I’v just finished Charles Sale’s book The Specialist. I’ve read it before, a long time ago. You could describe it as a fictionalised sort of mini-biography. The hero, Lem Putt, is a carpenter who has decided to specialise in just one thing — apart from the occasional foray into wall paper hanging. And he demonstrates his very specialised knowledge in his work, from the design, through the siting, the decoration — in short, everything. He doesn’t build anything else, though he can make several sizes, up to what a family of eight would need. He doesn’t proffer unwanted advice beyond his speciality. He makes outdoor privies.
So, if Lem Put is a specialist, how does he differ from an expert? Forget the old saws about experts knowing more and more about less and less, or as having slides (or powerpoint presentations) and travelling. An expert feels that his specialised, limited knowledge allows him (alas, it’s usually a him) to pontificate on all sorts of other things, whether related or not.
Medical experts were once quite notorious for this. True, they did have specialised knowledge beyond the average man — or lawyer — but this also blinded them to the limitations of their knowledge. Their authority, derived from their specialism in a ‘Centre of Arrogance’ was a given, a truism and not to be challenged. It’s not so long ago that such experts warned about blindness and one of it’s causes — for which there was no other authority than moral outrage and guilt. They could devise operations based on their beliefs derived from their expert status — think of the nuciform sac.

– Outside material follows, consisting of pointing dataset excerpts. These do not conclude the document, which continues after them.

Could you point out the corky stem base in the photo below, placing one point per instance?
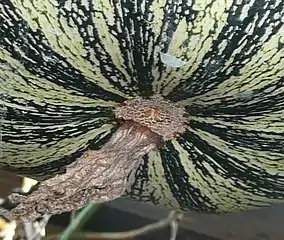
(101, 176)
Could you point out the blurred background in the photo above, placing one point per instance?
(125, 214)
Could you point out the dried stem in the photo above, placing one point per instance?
(101, 176)
(96, 177)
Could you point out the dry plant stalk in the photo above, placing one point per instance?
(101, 175)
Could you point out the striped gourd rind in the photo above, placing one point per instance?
(65, 65)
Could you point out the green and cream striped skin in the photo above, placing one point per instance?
(65, 65)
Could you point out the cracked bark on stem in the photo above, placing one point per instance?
(101, 175)
(96, 177)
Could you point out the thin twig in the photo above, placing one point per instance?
(171, 220)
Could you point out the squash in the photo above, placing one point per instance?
(65, 65)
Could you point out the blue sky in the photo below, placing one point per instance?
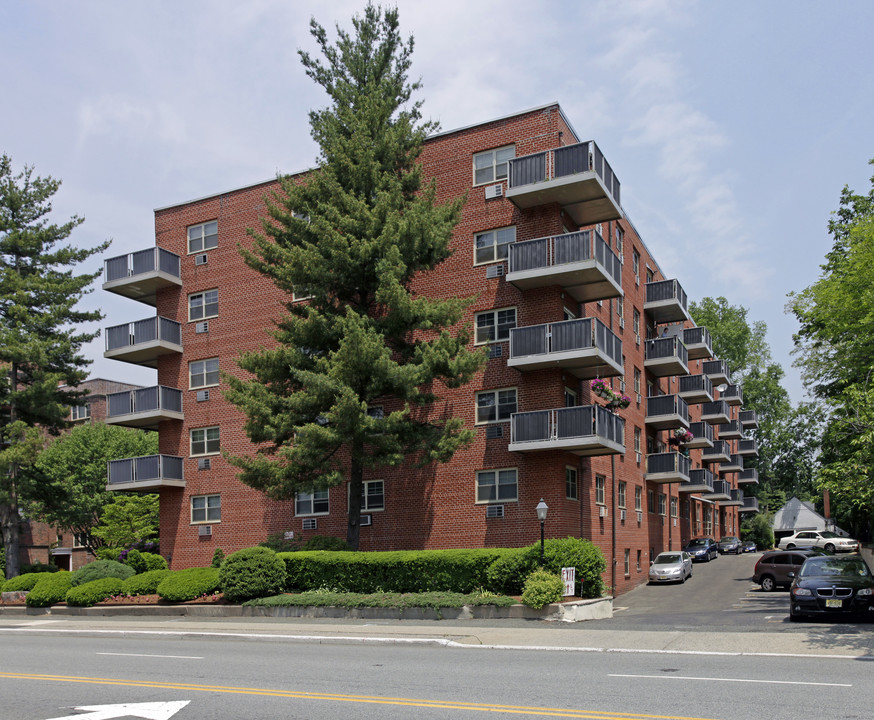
(732, 126)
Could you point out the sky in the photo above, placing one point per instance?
(733, 127)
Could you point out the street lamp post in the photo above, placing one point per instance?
(541, 515)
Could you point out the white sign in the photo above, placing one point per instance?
(568, 575)
(147, 711)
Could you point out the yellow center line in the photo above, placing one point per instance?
(304, 695)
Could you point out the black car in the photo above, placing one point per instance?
(702, 549)
(832, 586)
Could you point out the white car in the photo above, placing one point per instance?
(674, 566)
(824, 539)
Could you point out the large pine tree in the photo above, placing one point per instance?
(40, 334)
(351, 236)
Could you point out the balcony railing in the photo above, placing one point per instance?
(144, 341)
(580, 262)
(585, 347)
(666, 302)
(666, 412)
(145, 473)
(669, 467)
(577, 177)
(145, 407)
(695, 389)
(140, 275)
(697, 341)
(582, 430)
(666, 356)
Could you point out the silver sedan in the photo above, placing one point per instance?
(671, 567)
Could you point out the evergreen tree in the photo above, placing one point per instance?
(351, 236)
(40, 336)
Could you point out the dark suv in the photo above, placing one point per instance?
(702, 549)
(773, 568)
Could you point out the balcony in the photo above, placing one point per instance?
(731, 430)
(750, 505)
(732, 395)
(669, 467)
(717, 371)
(700, 480)
(581, 263)
(721, 491)
(666, 412)
(144, 341)
(748, 476)
(703, 435)
(577, 177)
(584, 347)
(666, 302)
(140, 275)
(715, 413)
(144, 408)
(145, 474)
(666, 356)
(748, 448)
(697, 342)
(696, 389)
(583, 430)
(748, 419)
(720, 452)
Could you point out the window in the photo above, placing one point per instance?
(494, 325)
(570, 484)
(206, 508)
(600, 485)
(203, 237)
(492, 165)
(80, 412)
(495, 405)
(314, 503)
(491, 246)
(205, 441)
(203, 373)
(496, 485)
(203, 305)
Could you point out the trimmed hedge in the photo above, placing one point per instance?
(251, 573)
(190, 584)
(50, 590)
(100, 569)
(93, 592)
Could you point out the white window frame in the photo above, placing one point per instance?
(204, 236)
(499, 251)
(496, 326)
(211, 510)
(204, 303)
(497, 475)
(207, 440)
(488, 160)
(497, 405)
(200, 369)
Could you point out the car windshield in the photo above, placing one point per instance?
(828, 565)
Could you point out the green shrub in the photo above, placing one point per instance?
(190, 584)
(91, 593)
(100, 569)
(145, 583)
(541, 588)
(250, 573)
(52, 588)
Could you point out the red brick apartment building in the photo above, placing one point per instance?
(567, 292)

And there were experts involved in litigation whose opinions depended on whether they were instructed by the plaintiff’s or the defendant’s lawyers, apparently unaware that their expert opinion was for the benefit of the Court, and was not expected to be partial. I gather that many judges, experienced in these matters, could read between the lines in such cases, and weigh the expert’s opinion appropriately.
Much of this is now gone; the black-and-white opinions have been replaced by grey perhapses, maybes and the like. Where there was certainty — derived from belief, now there is uncertainty, derived from evidence.